Tuesday, May 09, 2006


Too Many Irons in the Fire?

A few months ago, I had no jobs now I may have three. I told you that the hours at the software company were spotty. I wasn't expecting to work at all this week, but D called me today and asked me to work the rest of the week. He also said they really want to put me on a regular schedule, which would definitely help with the possible upcoming gig at Penneys. Yesterday I contacted an ad agency I did a fill-in emergency job for last fall. They offered me a part-time job this past winter about the same time the software company did. I turned them down at the time because, I really wanted to work at the software company, and the agency was further away from home. I called MB at the agency to see if they had anything, not really expecting much. He e-mailed me this morning, telling me that he might have something for me next week. I'm hoping I can juggle all of this. Although if something had to give, the retail job would be the first to go. It pays half what the design jobs do.

At least I got the nice part of the week off. Yesterday and today the weather was gorgeous. Yesterday I went shopping for the house: porch floor paint, patchmaster for the lawn, shower curtains, drinking glasses, and cedar blocks for winter clothes storage.
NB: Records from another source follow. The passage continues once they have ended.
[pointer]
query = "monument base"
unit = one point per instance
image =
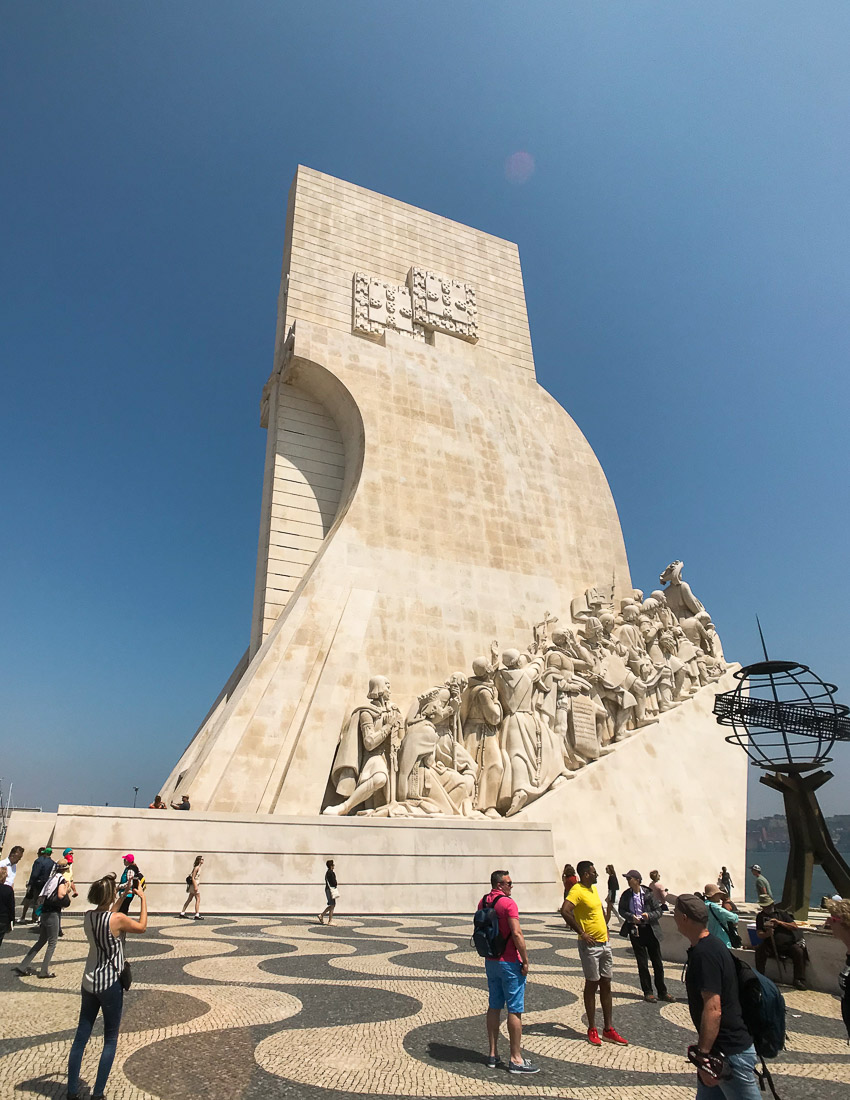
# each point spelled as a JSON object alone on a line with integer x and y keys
{"x": 266, "y": 864}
Then I headed out to the lake for a walk; it was just perfect. Today was the same but even warmer.

I would have gone to the lake again today, but my husband strongly suggested I check out the Adelaide Alsop Robineau exhibit at the Everson. The show closes on May 21 so I knew if I didn't go now, I'd probably miss it. It was a tremendous show. Robineau is best known for her painstakingly incised porcelain pieces, such as "Apotheosis of the Toiler" (shown) also referred to as The Scarab Vase. I found her glazes were truly remarkable. There was a vase with an electric turquoise glaze that seemed to radiate. If she had excelled in either the incising OR the glazes, she would have been regarded as a great ceramist, but to have mastered BOTH just blows me away. As Elbert Hubbard, the founder of the Roycroft Community once said, "The love you liberate in your work is the only love you keep." I really felt the love at the Robineau exhibition.